A ello se añade la aversión que el islam produce en una sociedad con escasa presencia del mismo, golpeada por grupos islámicos radicales de carácter integrista (Estados Unidos), o en segmentos conservadores de nuestros países europeos, donde el islam provoca reacciones de claro y manifiesto contenido racista y xenófobo.

La extrema derecha tiende a ser antisemita. Antes de la última conflagración mundial ese antisemitismo fue, claramente, de naturaleza antijudía. Hoy se ha metamorfoseado de manera sorprendente. Asume el carácter de una fobia muy extendida contra el mundo árabe. Y por extensión contra el islam (donde, por cierto, los semitas son actualmente minoría). La excusa fue, durante la primera mitad del siglo pasado, el sionismo emergente; hoy lo es el islamismo renaciente (al que Samuel Huntington se refiere en su célebre libro El choque de las civilizaciones).

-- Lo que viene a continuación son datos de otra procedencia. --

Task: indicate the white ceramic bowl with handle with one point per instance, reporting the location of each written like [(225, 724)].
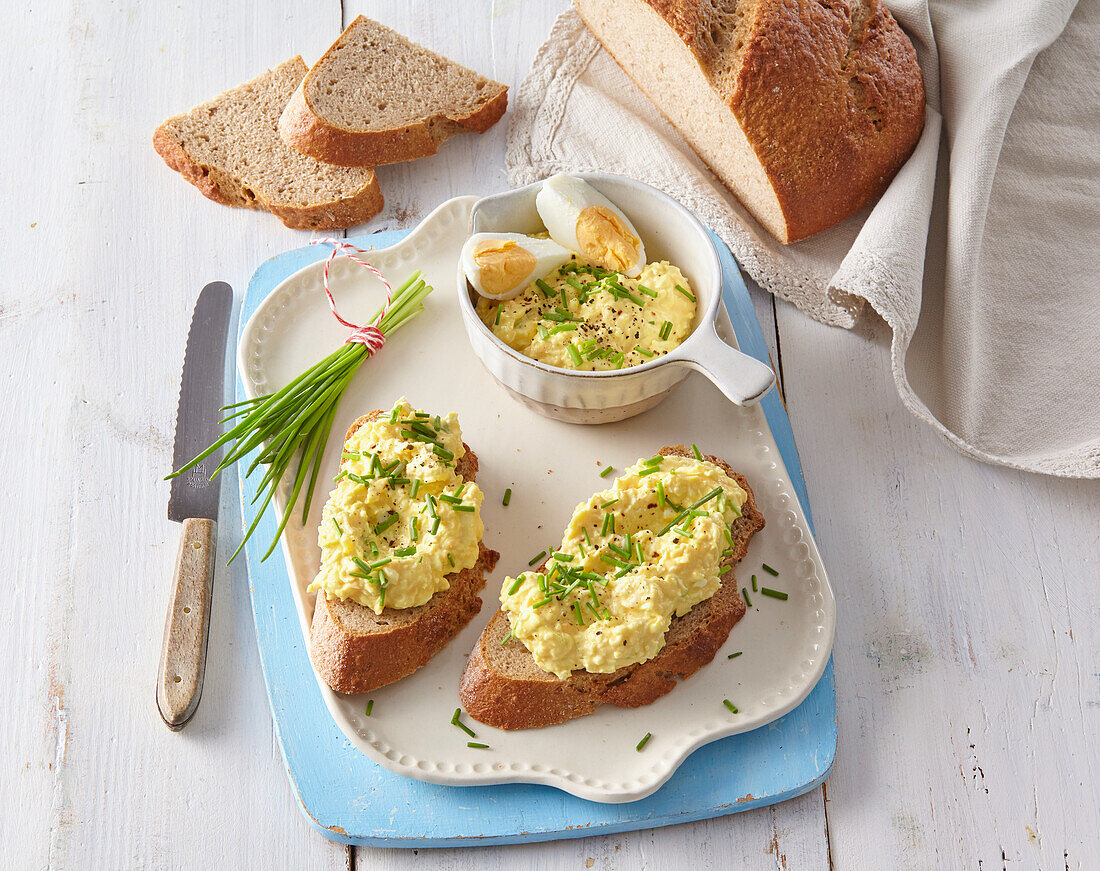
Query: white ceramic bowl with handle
[(671, 233)]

Ese antisemitismo, que tiene por coartada la naturaleza radicalizada de algunos sectores del islam, o la interpretación literal del texto coránico que favorece las tendencias integristas del wahabismo que impera en la monarquía de Arabia Saudí, comienza a ser una seña de identidad de los neoconservadores.

Vivimos un mundo de múltiples centros. El centro, como quería Nietzsche, está hoy en todas partes. La unilateralidad en acciones bélicas lleva al fracaso. Sólo posee autoridad en este mundo global una institución como la Organización de Naciones Unidas.

Frente a los dualismos político-religiosos que determinan el Eje del Mal como enemigo público, y que insisten en asumir, sin des-construir, el confuso concepto de terrorismo, se impone una política mundial con grandeza que aspire a la conciliación y que rechace (como la peor tentación) la tesis del choque de civilizaciones. Se trataría de alentar actitudes de comprensión y encuentro entre culturas, especialmente entre las raíces de culto religioso que constituyen siempre su sustento y su matriz.

El islam no constituye esa simplificación brutal que los neoconservadores entienden por tal, ni agota su esencia en sus peores versiones literales (wahabismo).

Las religiones del libro, y todas las religiones que poseen significación y relevancia en nuestro mundo ecuménico, deberían esforzarse en descubrir sus núcleos de coincidencia. Sería espantoso reeditar a escala global, y en plena era atómica, una guerra de religiones como la que asoló Europa en el siglo XVII.